India planting RAW agents in Sri Lankan provincial councils: JVP

March 9th, 2008 - 7:01 pm ICT by admin  

A file-photo of Pratibha Patil

Colombo, March 9 (IANS) India is planning to plant agents of its intelligence agency in the provincial councils to be set up in the Tamil-speaking northeast of Sri Lanka, the Janatha Vimukthi Peramuna (JVP), an ultra nationalist political party, has alleged. Anura Kumara Dissanayaka, a JVP parliament member, told the weekly Lakbimanews Sunday that by forcing the Mahinda Rajapaksa government to fully implement the devolution package, contained in the controversial 13th amendment of Sri Lanka’s constitution, New Delhi was hoping to plant agents of the Research and Analysis Wing (RAW) in the provincial councils, which would be established in the Tamil-speaking northeast.

“India is trying to establish an economic monopoly here (in Sri Lanka), and they now need to have their representatives in Sri Lankan politics and obtain some political control too,” he said.

“We identified the 13th amendment as conforming to an Indian political agenda.

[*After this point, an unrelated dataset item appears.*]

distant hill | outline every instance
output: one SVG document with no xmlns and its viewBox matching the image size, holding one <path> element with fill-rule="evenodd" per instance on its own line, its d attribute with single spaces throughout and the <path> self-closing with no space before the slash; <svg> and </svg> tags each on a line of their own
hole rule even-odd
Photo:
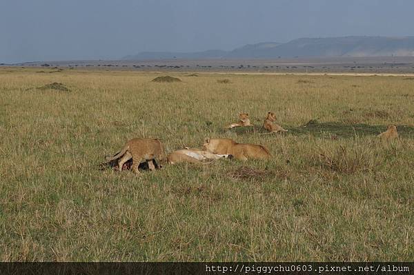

The Indians were attempting to include RAW intelligence members in the northern and eastern provincial councils by this process,” he told the weekly.

The governments in the Sri Lankan northeast would be a proxy for India, Dissanayaka alleged.

He interpreted Indian President Pratibha Patil’s statement that there was no military solution to the Sri Lankan ethnic conflict as a bid on the part of New Delhi to thwart Sri Lanka’s successful military operations against the Tamil Tiger rebels in the north.

What India was doing was a repetition of what it did in 1987, when it stopped the Sri Lankan army from defeating the LTTE, Dissanayaka asserted.

India had then intervened militarily, and forced Sri Lanka to sign an accord under which power was devolved to a Tamil-speaking northeastern provincial council. Amidst street protests, the Sri Lankan constitution was amended (13th amendment) to enable this move, he pointed out.

Dissanayaka said any kind of devolution was “totally against the Mahinda Chintanaya agenda” or President Mahinda Rajapaksa’s 2005 election manifesto.

The JVP MP aleged that India had “swallowed a large chunk” of the Sri Lankan economy. India already owned 33 percent of the Sri Lankan petroleum market, he said.

“The agreement to build a coal-powered plant in Sampor by India is shrouded in mystery. Former Indian high commissioner Nirupama Rao told us that India would generate and distribute electricity and issue bills for the rate of consumption.

“We demand that the government should make public the agreement regarding the terms and conditions of the construction of the (power) plant,” Dissanayaka said.

He alleged that the Indian high commissioner in Colombo had mediated the recent meeting between President Rajapaksa and opposition leader Ranil Wickremesinghe, where the president sought and obtained Wickremesinghe’s support for the full implementation of the 13th amendment.

“India is planning to control the Sri Lankan government in order to perpetuate Indian control over the Sri Lankan economy,” Dissanayaka maintained.

The JVP, which has 38 members in the Sri Lankan parliament of 225, holds the balance of power.

The United Peoples’ Freedom Alliance (UPFA) coalition government led by Rajapaksa’s Sri Lanka Freedom Party (SLFP) depends on the JVP for survival. The government cannot get any financial bill or financial measure passed by parliament without the JVP’s support or abstention.